This is me trying to brave the storm
27 June 2016
So this is how it feels. This is how it feels to have him extremely near you, for him to be within your reach. But you don’t. You don’t get to hold his hand or rub his back just to assure him that it will all be better. This is how it feels to be completely helpless in the situation because the only thing you can do is to assure him that everything will be fine – not even knowing what fine means. This is how difficult it is to make good choices, to choose right, to be the better person. This is how difficult it is to resist the course of nature.
If I’d be honest to myself (which, sadly, I’m not doing at the moment), I would have gravitated towards you. I would have told you I miss you or that it’s extremely painful to watch you from a distance. I would have told you that hearing your sighs give me a pinch in the heart or that hearing your voice croak buries me alive.

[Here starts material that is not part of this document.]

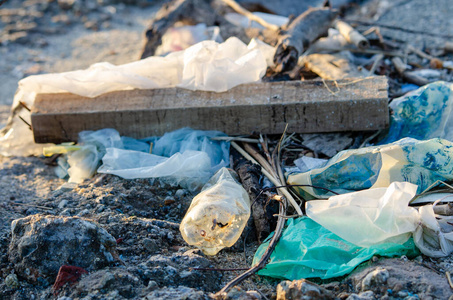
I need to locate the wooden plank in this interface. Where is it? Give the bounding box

But there goes my conscience too. There goes my conscience shouting at me – that hey, I deserve this. That this isn’t even enough. That for all the many times I promised not to do what I did, I deserve this. I deserve to rot in hell, beside Satan. I deserve to be in hell’s 9th circle. I deserve all the bad things because of what I did. Because I was too selfish at first. Because I didn’t listen to my head and just went with what felt good – not necessarily what felt right.
Sometimes, I guess, we meet people to teach us lessons. As for you, I have learned to let go because it is the right thing to do. I have learned that there are people like you who would cross my path not to stay, but rather to be a storm and cause a mess. That it is for me to pick things up and clean up the mess, not to go with the wind and follow the eye. I have learned that there are people you want to keep but you can’t and you would set them free because they belong to someone else. That we don’t have a say on who we get to keep. No, I guess we could never have a say on that at all.